Condamnation de Marine Le Pen : Bénéficie-t-elle d’un traitement de faveur en obtenant un procès en appel rapidement ?

Faut-il y voir une première victoire pour Marine Le Pen ? Au lendemain de la condamnation de la cheffe de fil du Rassemblement national, la cour d’appel de Paris a indiqué mardi soir qu’elle examinerait ce dossier « dans des délais qui devraient permettre de rendre une décision à l’été 2026 ». Ainsi, malgré la peine de cinq ans d’inéligibilité avec exécution provisoire prononcée en première instance, la porte de l’élection présidentielle – qui se déroulera en avril 2027 – n’est pas encore tout à fait close. Même si tout dépendra, évidemment, de l’issue de ce nouveau procès.
Cet empressement à audiencer un nouveau procès est inhabituel. Interrogé sur les délais classiques, le ministère de la Justice renvoie vers la cour d’appel de Paris… qui se refuse à communiquer sur ce sujet. Si les délais sont assez variables – en fonction notamment du nombre de prévenus ou d’éventuels recours – ils tournent « autour de deux ans, voire trois » lorsque personne n’est incarcéré, assure une magistrate parisienne. François Fillon a, par exemple, dû patienter près de deux ans après sa condamnation en première instance dans l’affaire de l’emploi fictif de sa femme pour être fixé sur son sort en appel. Idem pour Nicolas Sarkozy dans le dossier des écoutes. « Ce qui est inhabituel surtout, c’est que la cour d’appel communique aussi rapidement sur une date de délibéré, cela n’arrive absolument jamais », poursuit cette magistrate.
« Trouver un juste équilibre »
« Évidemment, c’est un traitement qui sort de l’ordinaire, mais c’est parce que l’affaire elle-même ne l’est pas », analyse Aurélien Martini, vice-procureur à Melun et secrétaire général adjoint de l’Union Syndicale des magistrats. Il voit dans cette décision un « geste d’apaisement nécessaire » après la polémique suscitée par la condamnation de Marine Le Pen, et une manière de répondre aux accusations d’une justice « politique ». « C’est une manière de trouver un juste équilibre entre l’émotion suscitée par cette condamnation et la nécessité de préserver une égalité de traitement devant la loi », poursuit une magistrate parisienne.
Le ministre de la Justice, Gérald Darmanin, avait lui-même appelé de ses vœux à un procès en appel avant la présidentielle. Une déclaration qui n’a, selon Christophe Soulard, premier président de la Cour de cassation, aucunement joué dans la décision de la cour d’appel. « La justice n’a pas réagi sous la pression, la justice n’est pas déconnectée, et aucune décision n’a pu influencer cette décision […] La cour d’appel avait conscience, sans aucun propos politique, des échéances électorales », a-t-il déclaré ce mercredi matin sur France Info.

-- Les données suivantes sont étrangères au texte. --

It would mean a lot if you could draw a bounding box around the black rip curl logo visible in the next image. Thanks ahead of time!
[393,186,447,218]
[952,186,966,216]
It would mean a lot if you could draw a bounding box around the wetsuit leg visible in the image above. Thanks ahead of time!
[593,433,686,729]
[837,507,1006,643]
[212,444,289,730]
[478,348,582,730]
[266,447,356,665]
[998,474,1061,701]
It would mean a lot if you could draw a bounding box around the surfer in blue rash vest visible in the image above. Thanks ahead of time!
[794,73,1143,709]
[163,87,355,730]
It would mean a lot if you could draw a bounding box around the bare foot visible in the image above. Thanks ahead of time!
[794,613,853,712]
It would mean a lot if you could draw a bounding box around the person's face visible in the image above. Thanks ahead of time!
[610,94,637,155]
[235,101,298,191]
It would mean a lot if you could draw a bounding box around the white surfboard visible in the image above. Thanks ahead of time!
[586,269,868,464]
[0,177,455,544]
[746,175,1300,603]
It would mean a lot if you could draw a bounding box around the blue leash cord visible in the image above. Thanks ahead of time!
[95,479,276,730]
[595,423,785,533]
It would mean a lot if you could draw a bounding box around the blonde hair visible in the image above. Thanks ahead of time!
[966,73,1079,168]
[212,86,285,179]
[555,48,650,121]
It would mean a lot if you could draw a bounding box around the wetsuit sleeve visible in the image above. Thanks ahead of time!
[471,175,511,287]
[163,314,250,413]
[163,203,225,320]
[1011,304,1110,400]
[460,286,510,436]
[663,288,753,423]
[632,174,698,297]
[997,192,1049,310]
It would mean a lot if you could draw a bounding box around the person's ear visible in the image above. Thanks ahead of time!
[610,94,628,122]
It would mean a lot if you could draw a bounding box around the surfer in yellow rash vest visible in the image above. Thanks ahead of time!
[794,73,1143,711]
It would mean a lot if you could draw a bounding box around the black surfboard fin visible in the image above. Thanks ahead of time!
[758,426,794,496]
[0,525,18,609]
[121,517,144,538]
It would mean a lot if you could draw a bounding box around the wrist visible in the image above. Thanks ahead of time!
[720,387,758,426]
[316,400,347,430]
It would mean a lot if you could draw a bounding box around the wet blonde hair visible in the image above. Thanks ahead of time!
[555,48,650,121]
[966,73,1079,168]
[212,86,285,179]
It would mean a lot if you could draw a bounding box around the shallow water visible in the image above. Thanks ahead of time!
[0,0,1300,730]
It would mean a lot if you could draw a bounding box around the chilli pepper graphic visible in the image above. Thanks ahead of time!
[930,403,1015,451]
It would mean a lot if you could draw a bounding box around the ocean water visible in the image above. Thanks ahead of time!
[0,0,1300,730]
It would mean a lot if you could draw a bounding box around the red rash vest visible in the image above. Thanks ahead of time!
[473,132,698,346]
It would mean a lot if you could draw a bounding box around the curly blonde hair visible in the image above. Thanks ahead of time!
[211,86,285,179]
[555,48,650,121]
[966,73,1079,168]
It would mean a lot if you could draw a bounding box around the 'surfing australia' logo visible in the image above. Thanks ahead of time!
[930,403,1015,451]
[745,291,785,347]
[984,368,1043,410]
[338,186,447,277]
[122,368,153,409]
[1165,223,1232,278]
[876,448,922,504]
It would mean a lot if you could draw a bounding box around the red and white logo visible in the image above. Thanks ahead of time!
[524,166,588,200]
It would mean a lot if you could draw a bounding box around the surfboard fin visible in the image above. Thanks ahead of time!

Un procès en appel avancé mais « pas un désaveu »
Si les plus hautes instances judiciaires ont donc estimé nécessaire la tenue d’un procès en appel avant l’échéance de la présidentielle, cette décision n’a rien d’une remise en cause du jugement rendu lundi, contrairement à ce que clame le RN. « C’est une très bonne nouvelle, dans laquelle je veux voir le trouble qu’a créé le jugement », a elle-même estimé Marine Le Pen. « Ceux qui parlent de désaveu sont soit ignorants de la justice, soit dans une posture politique, assure Aurélien Martini. Cette décision d’audiencer plus rapidement l’appel ne présage en rien de la suite. C’est une affaire particulière mais il n’y a pas de traitement judiciaire particulier. Et au fond, tous les justiciables devraient pouvoir avoir un procès en appel dans un délai d’un an. »
L’audience devrait donc se tenir au début de l’année 2026 et durera probablement deux mois, comme ce fut le cas lors de ce premier procès. Pour tenir ces délais, faudra-t-il décaler quelques affaires déjà programmées ? « C’est probable, on ne peut pas pousser les murs du tribunal, donc il va bien falloir trouver une solution », estime Aurélien Martini. Si elle est une nouvelle fois reconnue coupable, Marine Le Pen pourra encore se pourvoir en cassation.